Saturday, August 6, 2016

Q&A with author Dane Cobain

Here is a Q&A series with fellow author, Dane Cobain. Be sure to check out his cool blog, - which includes excerpts of his writing and music.

1. Who are you and what do you do?
My name’s Dane Cobain and I’m an author, poet and musician from the United Kingdom. I do a little bit of everything – I write across multiple styles and genres and just generally focus my efforts on whatever I find most interesting.

2. Name of your book and brief description?
I’ve currently got four on the market:
1.No Rest for the Wicked (supernatural thriller): An elderly priest and a businessman team up to fight mysterious Angels who are hell-bent on destruction.
2.Eyes Like Lighthouses When the Boats Come Home (poetry): Thought-provoking poetry for ages 18+, distilled from 1,000 live performances in this reality and others. The Rise and Fall of a Social Network (literary fiction): When Dan Roberts joins fledgeling social networking site, he suspects that something strange is going on. The two founders share a dark secret, that someone is willing to kill for.
4.Social Paranoia: How Consumers and Brands Can Stay Safe in a Connected World (non-fiction): Using real-life case studies as examples, the book teaches you how to stay safe when using social networking sites for business and pleasure.

3. What do you hope the reader will get from reading your book?
Which one? Ha! Well for the fiction, I just hope that people enjoy the story – there aren’t necessarily any morals to them, unless you want to draw your own. With the poetry, I just hope that people enjoy the wordplay, although if they relate to it then that always helps. And Social Paranoia is all about helping people to avoid a social media faux pas.

4. As a child, what did you think you might do with your life?
I wanted to be a rockstar for a while, but I realised it was unachievable and so decided to become an author instead. I’ve always loved words and writing, and making music was just a natural extension of the writing.

5. Was there a point in your life where your view of the world/universe changed?
Good question! I guess it would be when I was around fifteen or sixteen and I was going through puberty. I developed problems with depression (with anxiety thrown in a little later on). The two of those, combined with the amount of time I started to spend reading and writing, had a profound influence on how I see the world, which then gets fed back into my writing. 

6. What do you hope to be remembered for most?
For my work and my work ethic, I suppose. I guess that’s not for me to decide – I just hope that I’m remembered in the first place!

7. With whom, living or dead, would you most like to have a conversation?
It’s hard to decide!

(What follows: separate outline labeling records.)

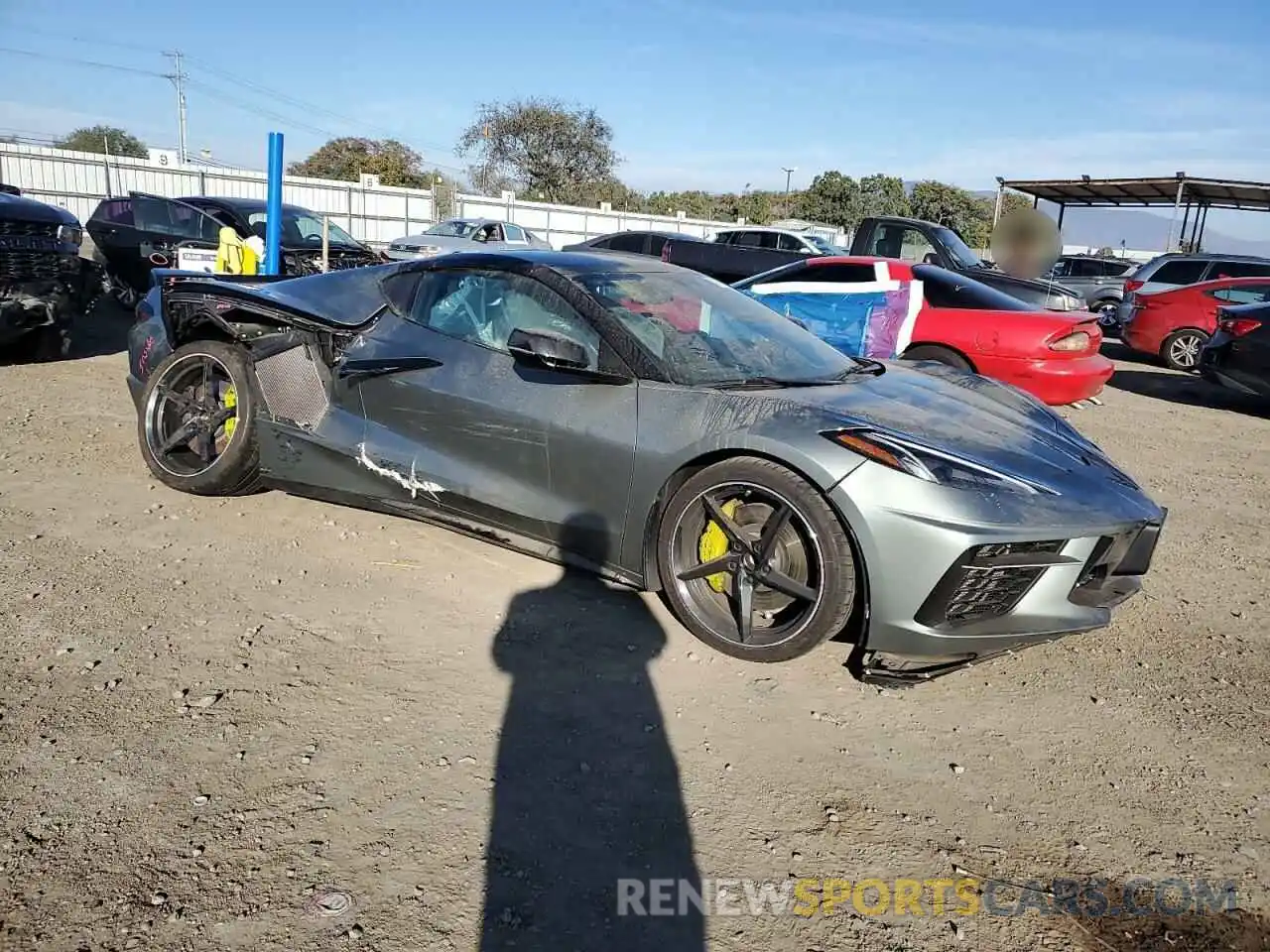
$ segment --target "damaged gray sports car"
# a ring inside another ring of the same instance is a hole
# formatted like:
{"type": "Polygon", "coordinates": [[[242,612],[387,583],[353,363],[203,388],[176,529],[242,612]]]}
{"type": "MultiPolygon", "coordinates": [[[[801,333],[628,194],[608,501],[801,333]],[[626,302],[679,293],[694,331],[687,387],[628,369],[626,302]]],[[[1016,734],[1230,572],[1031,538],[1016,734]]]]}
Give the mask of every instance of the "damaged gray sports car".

Right now, off the top of my head, I’m going to say Tom Waits – he’s just a fascinating man, and I think that he could talk about anything and I’d be happy just to sit there and listen.

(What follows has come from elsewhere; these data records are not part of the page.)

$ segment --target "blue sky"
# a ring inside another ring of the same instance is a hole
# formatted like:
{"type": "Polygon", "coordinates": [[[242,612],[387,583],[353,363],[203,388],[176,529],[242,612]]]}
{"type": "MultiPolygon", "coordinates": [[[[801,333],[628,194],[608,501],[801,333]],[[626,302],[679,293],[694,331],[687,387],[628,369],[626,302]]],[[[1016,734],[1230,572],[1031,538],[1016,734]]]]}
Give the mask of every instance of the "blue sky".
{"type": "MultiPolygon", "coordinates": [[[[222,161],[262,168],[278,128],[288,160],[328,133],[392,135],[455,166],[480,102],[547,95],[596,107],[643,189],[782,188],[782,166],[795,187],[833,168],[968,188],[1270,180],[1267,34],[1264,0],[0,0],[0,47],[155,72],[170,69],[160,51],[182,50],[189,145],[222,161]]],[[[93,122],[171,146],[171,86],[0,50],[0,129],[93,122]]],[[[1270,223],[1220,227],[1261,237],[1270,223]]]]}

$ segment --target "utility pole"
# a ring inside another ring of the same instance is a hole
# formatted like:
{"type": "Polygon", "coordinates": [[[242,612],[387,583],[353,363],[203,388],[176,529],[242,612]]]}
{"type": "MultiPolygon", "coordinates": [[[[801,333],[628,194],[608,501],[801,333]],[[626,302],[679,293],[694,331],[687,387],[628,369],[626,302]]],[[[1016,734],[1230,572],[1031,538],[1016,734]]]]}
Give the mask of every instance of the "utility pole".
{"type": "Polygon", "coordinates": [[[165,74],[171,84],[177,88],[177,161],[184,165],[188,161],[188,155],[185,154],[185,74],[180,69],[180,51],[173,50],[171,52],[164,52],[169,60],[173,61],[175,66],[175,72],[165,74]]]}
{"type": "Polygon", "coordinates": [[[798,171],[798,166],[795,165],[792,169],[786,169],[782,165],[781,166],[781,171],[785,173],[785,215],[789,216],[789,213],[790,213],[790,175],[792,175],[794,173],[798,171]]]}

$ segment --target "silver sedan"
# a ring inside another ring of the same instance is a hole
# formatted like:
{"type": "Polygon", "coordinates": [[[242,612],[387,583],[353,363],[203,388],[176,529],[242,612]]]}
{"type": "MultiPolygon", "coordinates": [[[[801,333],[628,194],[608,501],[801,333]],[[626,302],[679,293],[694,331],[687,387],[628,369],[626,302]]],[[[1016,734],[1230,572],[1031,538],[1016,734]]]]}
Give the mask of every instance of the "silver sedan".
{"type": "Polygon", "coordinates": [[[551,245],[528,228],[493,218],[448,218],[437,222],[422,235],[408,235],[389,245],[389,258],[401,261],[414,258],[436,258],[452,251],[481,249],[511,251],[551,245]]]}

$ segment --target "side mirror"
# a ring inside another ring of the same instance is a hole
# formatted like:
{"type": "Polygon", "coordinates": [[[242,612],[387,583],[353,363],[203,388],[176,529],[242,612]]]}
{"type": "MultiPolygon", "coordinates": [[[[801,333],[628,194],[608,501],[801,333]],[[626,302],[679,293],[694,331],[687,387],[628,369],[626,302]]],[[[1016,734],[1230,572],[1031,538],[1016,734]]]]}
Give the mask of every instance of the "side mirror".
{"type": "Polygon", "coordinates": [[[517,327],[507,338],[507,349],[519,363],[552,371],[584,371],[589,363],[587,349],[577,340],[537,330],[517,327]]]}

8. What key piece of advice would you give to your 16-year-old self?
Keep at it! Being a writer isn’t easy, but it’s rewarding. You just have to give it your all, often with no recognition. If you don’t give it your all, someone else will, and they’ll be the ones who scoop up the readers.

9. Has there been a key teacher in your life?
There’s no one individual that I could highlight, but I have learned a lot from different people along the way. Mostly, I learn from my contemporaries – no writer is an island, and so if you keep an eye on what other people are doing, you can learn from it. Learn from their mistakes so that you don’t make the same mistakes yourself. And learn from their victories, and figure out how you can apply the lessons there to your own work.

10. What do you hope to achieve next in life?
I just want to keep on writing and releasing books that I’m happy with. The ultimate goal is to make enough money from my writing so that I can work part-time (or not at all!) at my day job and focus all of my efforts on doing what I love.

11. Do you think thrillers and politics can make good bedfellows?
I think so, but like any mix of genres, it works either well or not at all. If you’re going to do it, you need to do it right. But I don’t see any reason why not!

12. What drew you to this genre?
I don’t really write in any individual genre – I have an idea that I like and I get to work on it. I don’t really worry about genres until after the book is finished and I have to start worrying about marketing it.